Constitution
As part of a long-planned process and occurring after the massive adoption of the National Charter, the Algerian Constitution will be submitted on November 19, 1976 for the approval of the people by way of referendum.
President Houari Boumediène wrote in the magazine of the National Mujahideen Organization on the occasion of the 22nd anniversary of the outbreak of the War of National Liberation: “We are on the eve of great radical transformations where revolutionary legitimacy will be crowned by constitutional legitimacy and where organic complementarity between State and Revolution will be achieved. As activists, it is our duty to our people to fully grasp the meaning of their enthusiasm for the National Charter and to translate into reality the hopes they have in this document.
If the National Charter is the ideological instrument of the Socialist Revolution in Algeria, the Constitution is one of the vectors necessary for the realization of the first. Fundamental law of the Republic, the draft Constitution grants numerous articles to fundamental freedoms and human and citizen rights and sets out a set of rules which will henceforth govern relations between the State and citizens.
As in the National Charter, the National Liberation Front Party is called upon to intervene closely in the conduct of the nation's affairs, as demanded by the people as a whole.
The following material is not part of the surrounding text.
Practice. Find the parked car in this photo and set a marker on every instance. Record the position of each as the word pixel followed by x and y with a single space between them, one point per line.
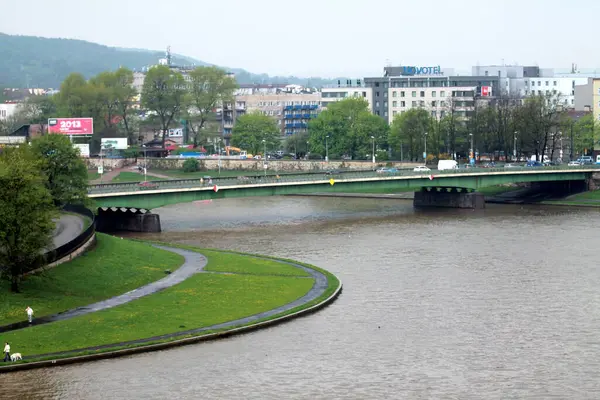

Studied in an overall process, going from the centuries-old resistance of the Algerian people to the immediate present of Algeria, the Constitution appears as the logical result of a multifaceted action. Like many other achievements, the fundamental law of the Republic should be considered as a major step, a new victory in the long struggle of the Algerian people for their liberation, to which the next profound changes will contribute, such as the election of the President of the Republic by direct universal suffrage and the establishment of the National People's Assembly.